Open In App

NLP Augmentation with nlpaug Python Library

Last Updated : 21 Aug, 2024
Summarize
Comments
Improve
Suggest changes
Like Article
Like
Share
Report
News Follow

Data augmentation is a crucial step in building robust AI models, especially during the data preparation phase. This process involves adding synthetic data to the existing datasets to enhance the quality and diversity of the training data. For textual models, such as generative chatbots and translators, text augmentation becomes essential. Since these models are often trained on extensive text corpora, manually augmenting and adding text is impractical. Instead, we use libraries like `nlpaug` to automate this process. By generating multiple variations of existing text data, `nlpaug` helps increase the size and quality of the training dataset, leading to better model performance.

In this article, we'll explore the nlpaug Python library, covering installation and key features such as OCR Augmentor, Keyboard Augmentor, and Random Augmentor. By the end, you'll understand how to use nlpaug for effective text augmentation in your projects.

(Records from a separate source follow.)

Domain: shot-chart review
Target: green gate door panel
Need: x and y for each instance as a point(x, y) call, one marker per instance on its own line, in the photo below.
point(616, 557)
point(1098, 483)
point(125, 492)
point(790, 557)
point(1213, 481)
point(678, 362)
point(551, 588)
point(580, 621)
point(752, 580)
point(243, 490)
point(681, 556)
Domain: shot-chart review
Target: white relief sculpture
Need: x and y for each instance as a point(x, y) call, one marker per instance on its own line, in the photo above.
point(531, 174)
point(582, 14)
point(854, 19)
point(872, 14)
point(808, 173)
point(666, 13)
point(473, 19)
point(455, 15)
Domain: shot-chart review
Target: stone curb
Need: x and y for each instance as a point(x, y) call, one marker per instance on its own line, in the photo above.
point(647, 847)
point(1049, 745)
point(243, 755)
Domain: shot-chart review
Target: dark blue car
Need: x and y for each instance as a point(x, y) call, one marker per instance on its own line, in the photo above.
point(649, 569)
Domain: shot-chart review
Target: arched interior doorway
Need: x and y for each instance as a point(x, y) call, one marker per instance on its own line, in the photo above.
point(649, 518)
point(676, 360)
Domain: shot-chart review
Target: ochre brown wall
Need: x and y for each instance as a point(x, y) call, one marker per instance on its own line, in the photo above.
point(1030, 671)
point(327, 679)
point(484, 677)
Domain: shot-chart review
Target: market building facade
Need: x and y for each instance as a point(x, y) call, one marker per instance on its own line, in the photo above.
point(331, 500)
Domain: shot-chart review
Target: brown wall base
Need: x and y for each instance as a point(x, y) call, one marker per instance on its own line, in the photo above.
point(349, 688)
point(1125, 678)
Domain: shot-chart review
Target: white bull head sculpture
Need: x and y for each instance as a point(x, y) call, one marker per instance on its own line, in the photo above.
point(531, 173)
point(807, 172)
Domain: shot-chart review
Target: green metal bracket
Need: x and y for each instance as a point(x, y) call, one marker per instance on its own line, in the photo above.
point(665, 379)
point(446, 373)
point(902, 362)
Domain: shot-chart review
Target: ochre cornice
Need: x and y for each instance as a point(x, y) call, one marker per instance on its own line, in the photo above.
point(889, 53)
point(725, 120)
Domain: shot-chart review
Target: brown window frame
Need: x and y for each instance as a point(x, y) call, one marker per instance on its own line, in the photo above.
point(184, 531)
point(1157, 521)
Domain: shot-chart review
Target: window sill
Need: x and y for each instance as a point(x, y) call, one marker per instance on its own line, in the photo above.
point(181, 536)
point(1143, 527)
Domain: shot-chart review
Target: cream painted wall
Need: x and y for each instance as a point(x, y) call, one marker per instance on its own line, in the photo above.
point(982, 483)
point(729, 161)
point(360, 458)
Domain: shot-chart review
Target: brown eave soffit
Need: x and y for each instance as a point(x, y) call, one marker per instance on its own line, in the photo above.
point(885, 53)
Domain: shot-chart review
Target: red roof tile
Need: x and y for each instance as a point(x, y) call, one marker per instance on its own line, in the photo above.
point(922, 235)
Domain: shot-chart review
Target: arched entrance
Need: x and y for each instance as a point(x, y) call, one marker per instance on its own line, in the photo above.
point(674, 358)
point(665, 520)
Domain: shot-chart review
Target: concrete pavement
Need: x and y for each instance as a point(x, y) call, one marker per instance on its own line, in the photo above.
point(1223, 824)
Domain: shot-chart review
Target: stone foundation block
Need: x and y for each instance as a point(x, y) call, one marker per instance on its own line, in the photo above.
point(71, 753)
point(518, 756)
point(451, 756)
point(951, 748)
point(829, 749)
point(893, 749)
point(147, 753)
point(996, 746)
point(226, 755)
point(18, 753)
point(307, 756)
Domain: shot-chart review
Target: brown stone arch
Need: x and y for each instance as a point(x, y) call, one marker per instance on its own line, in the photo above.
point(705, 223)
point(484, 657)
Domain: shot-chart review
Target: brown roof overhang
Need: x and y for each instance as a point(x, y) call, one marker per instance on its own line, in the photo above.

To install the nlpaug library, use the following command:

pip install nlpaug

If you are using a notebook environment like Google Colab or Jupyter, add an exclamation mark ‘!’ before the command.

OCR Augmenter

The Optical Character Recognition (OCR) Augmenter allows us to introduce errors into text that might occur during the OCR process. This is particularly useful when working with datasets that consist mostly of scanned or digitized text, as it helps models identify and handle common OCR mistakes.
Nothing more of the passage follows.